The last three months were probably the hardest three months I have ever lived. And they came at the end of year full of sacrifice and learning.

About a year ago I moved into the Olympic Training Center to train for USA triathlon. This move was a huge risk. I left behind my job as a barista and a budding small career in graphics and architecture. I gave indefinite goodbyes to friends and a tight triathlon training circuit. I also gave up a very important element of control in my life.

I was under the impression that the training center was going to be the land of milk and honey. I thought all my deficiencies and problems would be solved; and that my career into triathlete stardom would be stream lined. What this year would turn out to be was a long series of lessons, tough situations, pressure, and some not so great races. What I lacked in results and success in 2013, I made up for in experience, connections, and a much better perspective on multisport.

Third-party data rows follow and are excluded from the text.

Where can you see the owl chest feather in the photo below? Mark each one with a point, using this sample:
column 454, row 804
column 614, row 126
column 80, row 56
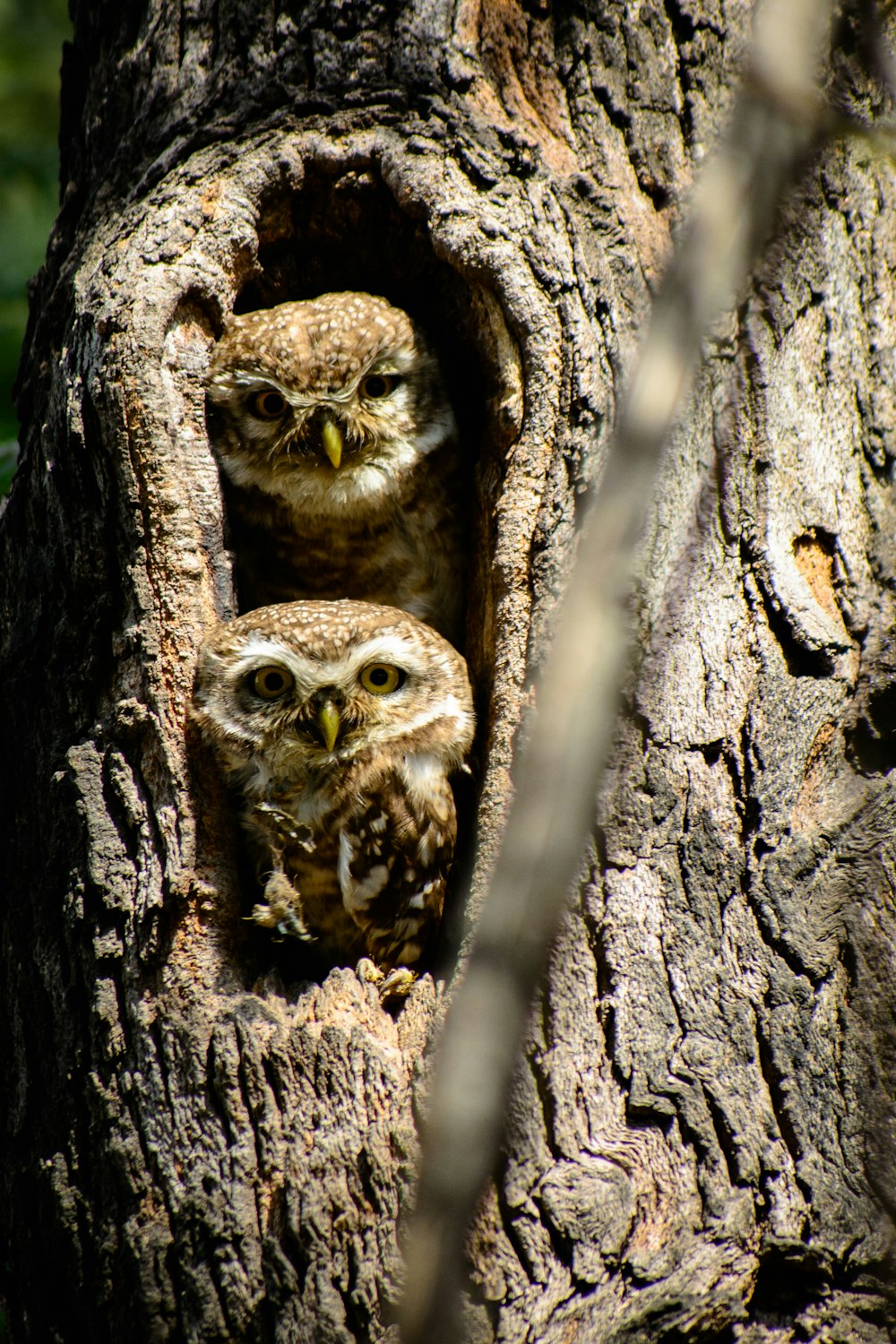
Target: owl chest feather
column 401, row 548
column 370, row 870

Most of the year was spent problem solving my swim, which yo-yoed the rest of my training and left me in a hole by the time my stint at the OTC ended. I did snag my pro card with a phenomenal race in April before I started to slip into a bad place. As the shape of my training changed my races started to go poorly, I lost my mental and physical sharpness. Even after leaving Colorado Springs and racing some non drafting triathlons, I never felt fully engaged with my racing. By the end of the season, my coach Trista Francis helped me get it all back together physically. My body was prepped very well for the Double Super Sprint in San Diego, but my mind never made it back to the right place and the race was over pretty quickly for me as I was lapped out after the first swim.

After everything that happened this year, I was really left wondering if I was as talented I thought, or if what I produced was really the best case scenario. But 2014 is a new opportunity and I have reassessed my goals, and my motivations have transformed for the better.

So, I was definitely ready for some down time and finally settle back into Albuquerque and dust off all of my relationships and sort out earning an income and start brainstorming for 2014. Then bam, my car died. And wouldn’t un-die. Mysterious electrical problems plagued my Volkswagen all fall and left it shop ridden. During this time I was left to bike commuting all over the city for work and training. Though time in the saddle wasn’t necessarily bad, I was still left out of balance. Also in the midst of this month, my close family friend who was a father figure and mentor to me was diagnosed with terminal pancreatic cancer.  I finally got my car back and made it back to Leadville for Christmas, only to see Bill for the last time. He passed on December 27. I lost my drive and passion for training as I mourned. This man held me before my mother at birth and has backed me on all my life goals.

I was so glad to start the New Year and leave 2013 in the dust. The first thing on my to do list was a training camp in Cozumel with my coach and a team mate, Sierra Smith. It was just what I needed emotionally, physically and mentally to get back on track. The week training on the island literally brought me back to life. I’ll touch more on this trip next post. Unfortunately just as I got some traction in life I got in a car wreck and totaled my car when I returned. That really sucked. But I dealt with it and kept moving forward. Luckily no one was injured and my insurance covered everything.  

It is nice to break the radio silence. I am back on track finally. And oddly enough, I am excited to race this year and see what happens.  

 

 

Thanks to Trista Francis of iTz Multisport, Chasing 3, Melanzana, Team Psycho, Tifosi Optics, and Pedal Power for supporting me in 2013.

 

 

Current mantras:

“you have to move through mediocrity on your way to perfection”

“hard work beats talent, when talent doesn’t work”

“People of accomplishment rarely sit back and let things happen to them, they go out and happen to things.